Ireland and the Great War / Effect of 1916

Whether arrogant, or unable to read the will of the Irish people, Westminster’s response to the events of Easter 1916, prompted a sea-change in Irish politics. Summary executions and arbitrary arrests prompted strong public reaction against the Crown. A coalition bringing Carson into the British Cabinet, did little to maintain faith in the government’s commitment to implementing Home Rule after the war.

'D' Company, RDF, 1915.

‘D’ Company, RDF, 1915.

The Irish Party failed to provide the kind of leadership demanded by the electorate and in the post-war general election, Sinn Féin won the vast majority of Irish seats.
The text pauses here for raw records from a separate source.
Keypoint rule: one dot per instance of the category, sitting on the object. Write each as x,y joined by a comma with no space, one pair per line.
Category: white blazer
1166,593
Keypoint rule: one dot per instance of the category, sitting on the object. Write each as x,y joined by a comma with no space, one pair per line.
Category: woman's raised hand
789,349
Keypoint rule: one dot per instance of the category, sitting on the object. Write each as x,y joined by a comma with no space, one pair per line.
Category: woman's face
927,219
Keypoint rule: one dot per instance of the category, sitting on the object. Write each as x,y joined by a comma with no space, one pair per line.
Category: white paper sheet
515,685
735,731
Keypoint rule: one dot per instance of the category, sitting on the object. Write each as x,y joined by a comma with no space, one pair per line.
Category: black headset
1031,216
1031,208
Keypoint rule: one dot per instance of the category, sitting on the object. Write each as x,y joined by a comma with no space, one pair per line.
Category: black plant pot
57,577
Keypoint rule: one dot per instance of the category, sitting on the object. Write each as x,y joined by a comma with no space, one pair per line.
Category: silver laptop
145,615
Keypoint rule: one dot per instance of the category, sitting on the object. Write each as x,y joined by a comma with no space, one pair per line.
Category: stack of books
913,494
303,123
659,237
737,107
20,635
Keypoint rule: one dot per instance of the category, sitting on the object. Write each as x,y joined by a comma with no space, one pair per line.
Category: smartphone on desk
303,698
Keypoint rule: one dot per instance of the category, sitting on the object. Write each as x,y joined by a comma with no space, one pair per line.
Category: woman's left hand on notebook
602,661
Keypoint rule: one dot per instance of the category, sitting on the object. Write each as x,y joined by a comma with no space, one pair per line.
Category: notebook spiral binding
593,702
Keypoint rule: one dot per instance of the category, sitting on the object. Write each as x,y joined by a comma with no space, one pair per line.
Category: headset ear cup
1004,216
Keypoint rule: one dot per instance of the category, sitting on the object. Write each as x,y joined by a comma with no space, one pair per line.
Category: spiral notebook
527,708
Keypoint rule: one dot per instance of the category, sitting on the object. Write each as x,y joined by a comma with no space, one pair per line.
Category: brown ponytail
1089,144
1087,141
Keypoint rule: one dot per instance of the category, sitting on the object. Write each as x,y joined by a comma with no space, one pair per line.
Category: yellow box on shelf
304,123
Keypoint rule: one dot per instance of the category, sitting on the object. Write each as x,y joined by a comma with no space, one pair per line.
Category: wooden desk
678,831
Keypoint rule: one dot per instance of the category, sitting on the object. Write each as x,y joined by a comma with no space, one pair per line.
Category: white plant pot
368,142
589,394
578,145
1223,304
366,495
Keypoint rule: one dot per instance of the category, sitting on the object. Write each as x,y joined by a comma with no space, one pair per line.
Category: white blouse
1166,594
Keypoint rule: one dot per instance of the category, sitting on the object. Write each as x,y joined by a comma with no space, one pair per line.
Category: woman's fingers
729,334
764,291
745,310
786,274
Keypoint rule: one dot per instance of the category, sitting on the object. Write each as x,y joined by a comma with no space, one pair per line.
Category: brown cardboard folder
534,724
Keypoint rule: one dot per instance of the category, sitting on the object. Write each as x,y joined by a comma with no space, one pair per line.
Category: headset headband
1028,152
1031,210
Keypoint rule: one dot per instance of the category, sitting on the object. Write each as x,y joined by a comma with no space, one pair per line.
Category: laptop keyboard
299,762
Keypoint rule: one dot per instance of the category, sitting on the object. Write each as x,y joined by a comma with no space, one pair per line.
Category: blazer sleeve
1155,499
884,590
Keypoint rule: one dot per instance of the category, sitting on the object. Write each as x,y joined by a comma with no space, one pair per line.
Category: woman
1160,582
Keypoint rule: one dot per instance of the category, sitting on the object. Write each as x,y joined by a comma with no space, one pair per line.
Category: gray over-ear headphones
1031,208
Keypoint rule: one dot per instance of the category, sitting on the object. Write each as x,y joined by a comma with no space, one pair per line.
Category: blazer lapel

Eamon de Valera emerged as a political leader, refusing to take the seats at Westminster and establishing Dáil Éireann.

Those Irishmen serving in the Great War would see the 1916 Rising as a betrayal. They were dealt a double blow: not only did many high ranking British officers treat the Irish with suspicion and distrust after the insurrection, but many Irish civilians cast aspersions on them for serving in the army of the ‘oppressor’.

Easter Rising

When Redmond pledged support for England in the war to defend ‘small nations’, the Irish National Volunteer movement split. Those members of the Irish Republican Brotherhood holding powerful positions in the Volunteers, decided then to mount a rebellion against Britain. The Citizen Army, controlled by James Connolly, co-operated with the IRB leaders, culminating in the Easter Rising of 1916.
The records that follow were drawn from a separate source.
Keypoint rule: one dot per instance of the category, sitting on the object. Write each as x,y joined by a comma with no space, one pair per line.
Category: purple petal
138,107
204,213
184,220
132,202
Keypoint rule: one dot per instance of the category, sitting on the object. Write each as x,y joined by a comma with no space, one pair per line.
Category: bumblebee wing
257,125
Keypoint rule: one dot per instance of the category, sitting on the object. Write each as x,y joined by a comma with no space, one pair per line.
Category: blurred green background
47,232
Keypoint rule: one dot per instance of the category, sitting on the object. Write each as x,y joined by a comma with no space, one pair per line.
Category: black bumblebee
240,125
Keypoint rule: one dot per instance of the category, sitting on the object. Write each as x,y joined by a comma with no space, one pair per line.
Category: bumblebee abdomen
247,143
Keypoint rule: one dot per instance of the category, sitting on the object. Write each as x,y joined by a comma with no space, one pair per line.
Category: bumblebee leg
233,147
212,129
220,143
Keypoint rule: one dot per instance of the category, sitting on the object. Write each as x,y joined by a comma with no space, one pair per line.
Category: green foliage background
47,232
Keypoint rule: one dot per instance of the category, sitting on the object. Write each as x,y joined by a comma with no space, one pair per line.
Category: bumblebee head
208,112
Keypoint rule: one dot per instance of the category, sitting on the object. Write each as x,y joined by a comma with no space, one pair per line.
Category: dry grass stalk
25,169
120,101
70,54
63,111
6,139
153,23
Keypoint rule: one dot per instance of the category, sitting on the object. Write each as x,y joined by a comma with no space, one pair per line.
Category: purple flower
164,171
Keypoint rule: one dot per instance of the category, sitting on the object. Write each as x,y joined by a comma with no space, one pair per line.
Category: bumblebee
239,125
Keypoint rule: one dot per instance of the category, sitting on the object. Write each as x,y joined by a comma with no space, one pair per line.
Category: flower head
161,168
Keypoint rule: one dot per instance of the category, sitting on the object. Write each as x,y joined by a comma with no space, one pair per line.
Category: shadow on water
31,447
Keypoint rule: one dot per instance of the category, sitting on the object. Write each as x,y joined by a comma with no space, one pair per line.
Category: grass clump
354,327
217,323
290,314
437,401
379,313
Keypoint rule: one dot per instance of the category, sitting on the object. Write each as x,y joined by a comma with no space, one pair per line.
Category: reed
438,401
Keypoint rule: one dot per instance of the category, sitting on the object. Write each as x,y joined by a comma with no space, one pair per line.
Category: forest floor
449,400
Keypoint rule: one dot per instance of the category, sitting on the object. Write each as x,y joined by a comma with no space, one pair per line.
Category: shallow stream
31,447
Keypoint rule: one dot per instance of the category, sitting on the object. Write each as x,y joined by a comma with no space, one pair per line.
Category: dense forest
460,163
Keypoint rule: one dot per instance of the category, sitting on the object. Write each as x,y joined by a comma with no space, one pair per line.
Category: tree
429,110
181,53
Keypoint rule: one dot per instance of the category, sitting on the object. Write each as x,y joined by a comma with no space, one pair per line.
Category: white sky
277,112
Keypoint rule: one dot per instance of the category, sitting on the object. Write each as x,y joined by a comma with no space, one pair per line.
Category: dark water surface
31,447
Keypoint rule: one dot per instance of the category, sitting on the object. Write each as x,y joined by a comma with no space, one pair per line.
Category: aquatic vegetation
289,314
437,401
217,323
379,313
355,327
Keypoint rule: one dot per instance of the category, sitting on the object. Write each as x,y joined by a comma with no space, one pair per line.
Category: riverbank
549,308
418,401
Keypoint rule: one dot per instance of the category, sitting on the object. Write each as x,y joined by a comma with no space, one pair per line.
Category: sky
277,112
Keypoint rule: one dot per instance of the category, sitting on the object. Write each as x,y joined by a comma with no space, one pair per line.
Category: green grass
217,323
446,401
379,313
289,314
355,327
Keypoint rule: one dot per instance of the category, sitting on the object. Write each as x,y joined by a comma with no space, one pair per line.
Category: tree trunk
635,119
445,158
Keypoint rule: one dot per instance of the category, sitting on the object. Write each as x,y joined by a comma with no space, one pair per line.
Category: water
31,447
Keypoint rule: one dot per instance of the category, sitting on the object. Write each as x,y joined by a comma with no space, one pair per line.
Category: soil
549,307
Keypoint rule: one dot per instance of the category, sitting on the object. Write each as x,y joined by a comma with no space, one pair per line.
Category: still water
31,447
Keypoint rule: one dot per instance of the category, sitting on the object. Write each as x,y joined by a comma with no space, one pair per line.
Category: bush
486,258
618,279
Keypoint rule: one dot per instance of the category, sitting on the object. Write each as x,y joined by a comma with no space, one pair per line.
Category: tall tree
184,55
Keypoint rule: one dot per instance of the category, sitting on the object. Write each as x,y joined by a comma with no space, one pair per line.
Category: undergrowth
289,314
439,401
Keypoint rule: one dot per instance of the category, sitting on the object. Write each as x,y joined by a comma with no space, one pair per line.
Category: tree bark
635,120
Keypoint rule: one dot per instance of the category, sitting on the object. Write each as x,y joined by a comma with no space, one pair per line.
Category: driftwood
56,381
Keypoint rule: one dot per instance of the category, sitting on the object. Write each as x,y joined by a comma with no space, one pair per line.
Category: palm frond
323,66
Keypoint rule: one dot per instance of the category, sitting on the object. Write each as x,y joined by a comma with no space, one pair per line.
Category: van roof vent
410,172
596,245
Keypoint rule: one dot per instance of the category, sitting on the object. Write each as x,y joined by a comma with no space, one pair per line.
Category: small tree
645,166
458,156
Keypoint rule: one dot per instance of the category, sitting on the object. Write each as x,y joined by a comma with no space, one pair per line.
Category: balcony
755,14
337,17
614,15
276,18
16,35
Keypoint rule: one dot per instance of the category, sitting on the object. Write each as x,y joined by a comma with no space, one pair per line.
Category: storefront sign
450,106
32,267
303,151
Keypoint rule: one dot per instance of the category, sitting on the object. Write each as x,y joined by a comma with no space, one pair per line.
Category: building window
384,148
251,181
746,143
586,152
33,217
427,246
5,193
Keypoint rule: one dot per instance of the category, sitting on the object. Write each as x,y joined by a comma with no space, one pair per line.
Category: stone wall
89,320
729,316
On Easter Monday, April 24, the rebels seized a number of buildings including the GPO. The 10th (Commercial) Battalion of the Royal Dublin Fusiliers repelled an attempt to take Dublin Castle. I.R.F.U. President, F. Browning, was one of five unarmed men unaware of the insurrection, killed in an ambush en route from an Easter Monday parade.

The Rising itself was short-lived and most Dubliners were either indifferent or actively hostile towards the rebels. At that time, hundreds of men in the 48th and 49th Brigades of the 16th Irish Division were being gassed in the trenches at Hulluch, near Loos. For the Irish soldiers at battle-fronts, the dead, the wounded and their families or friends at home, the Rising was a bitter betrayal.

The government, however, made an appalling mess of the situation. Treasonous though rebellion was, the Irish people had no taste for the executions and began to protest. Of ninety condemned men, sixteen were excuted. Martial law was imposed and more people than had participated in the Rising were arrested. Sheehy Skeffington, a pacifist, not a rebel, was arrested and shot without trial. Public outrage grew and over the next few months, Sinn Féin was the only party offering acceptable leadership.

Post-War Elections

In the 1918 General Election, Sinn Féin won 73 seats, the Unionists took 26 and the Irish Party was virtually wiped out, with only six seats. Eamon de Valera, had been involved in the 1916 Rising and was sentenced to death. Because he was born in the U.S. and Britain wanted to maintain good relations with America, his life was spared. Somewhat ironically, he won the East Clare by-election caused by the death of Willie Redmond, M.P. (brother of John). He now led the Sinn Féin M.P.s, abstaining from Westminster and declaring an Irish parliament, called Dáil Éireann.

Westminster’s attempts to quash Irish resistance to British rule was met with guerrilla warfare. Towards the end of 1921, they finally agreed the Anglo-Irish Treaty, which provided for the partition of Ireland, allowing the Unionists to remain within the United Kingdom. Nationalists split over partition. The bloody civil war which followed changed nothing about the Treaty arrangements.